Until recently, these models were respectively known as the JX35 and G37, but the company is undergoing a global reorganisation after two decades of being US-focused, prompting a new Q-centric naming convention.
The US, Japan and increasingly, China, figure significantly in Infiniti's calculations – it recently relocated its headquarters to Hong Kong – and these markets tend to prefer gasoline to diesel power. Surely some customers wish to see both hybrid and diesel powertrains from the brand, but Infiniti cannot immediately afford that strategy, said brand president Johan de Nysschen.
“We have to avoid the trap of offering one customer two cars," he said.

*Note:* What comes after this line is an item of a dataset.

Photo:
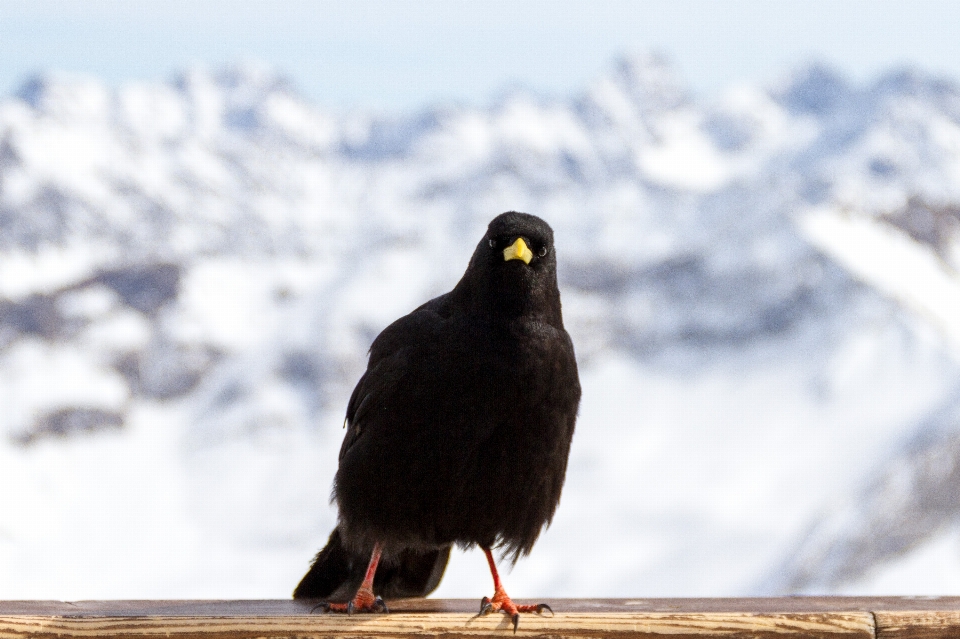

Befiting a sport-luxury brand, Infiniti's hybrids are tuned to deliver spirited performance rather than the soft, unemotional driving experience of mainstream hybrids, de Nysschen added.
The QX60 Hybrid uses a new supercharged 2.5-litre gasoline four-cylinder engine in combination with a 15kW electric motor for a total system output of 250 horsepower, while the Q50 uses the same 2.5-litre unit in conjunction with a 50kW motor, yielding total output of 354hp. Grunt is routed through a continuously variable transmission in the QX, while the Q gets a seven-speed automatic that can be controlled with magnesium shift paddles.
The gas engine features an Eaton roots-type supercharger of the company's design, which makes the power booster nearly as efficient as an exhaust-driven turbocharger while preserving the instant torque response characteristic of superchargers.
Both cars reach dealers this summer. The QX60 Hybrid commands a $3,000 premium over the regular QX – which starts at $42,000 – while delivering EPA-estimated combined fuel economy of 26mpg.The base Q50 starts at $37,355, while a Premium-trimmed model lists for $40,205. In comparison, the Hybrid Premium starts at $44,605.